In quest'era di messaggistica istantanea, di condivisioni in tempo reale, di intere conversazioni digitali (sic!) affidate a un potente server magari collocato in Giappone, di spunte singole e spunte doppie, è difficile riuscire a provare ancora il senso dell'attesa.
È ancora comune in ambito sentimentale, negli amori non corrisposti o nel periodo del corteggiamento, in cui anche una doppia spunta blu senza conseguente risposta, riesce talvolta a crearci quel senso del Tempo, quello delle lettere e ancor prima delle notizie riportate oralmente, che dovevano provare i nostri antenati anche non troppo lontani.
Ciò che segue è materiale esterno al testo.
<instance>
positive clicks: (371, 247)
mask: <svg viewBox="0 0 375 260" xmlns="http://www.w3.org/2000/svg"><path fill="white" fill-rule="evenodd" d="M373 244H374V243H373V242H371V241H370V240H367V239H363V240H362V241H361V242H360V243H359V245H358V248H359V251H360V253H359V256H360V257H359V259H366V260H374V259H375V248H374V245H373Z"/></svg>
C'era una sorta di fiducia quasi fideistica, prima.
Si attendeva, a volte anche settimane, sereni, confidando in una risposta futura, che sarebbe giunta appena possibile.
C'erano tempi obbligati, prima, che cominciavano fin dalla stesura stessa della lettera, continuavano con la sua spedizione e si protraevano fino al tempo della consegna.
Era normale, aspettare.
Di qualunque tipo fosse la comunicazione.
Io sono piuttosto ansiosa e a volte mi chiedo se quest'ansia non mi derivi anche dall'immersione costante in questa società del Tutto e Subito, perché le risposte, quando i messaggi sono importanti, possono anche tardare e io lo so.
Solo, ogni tanto, mi serve che qualcuno me lo ricordi.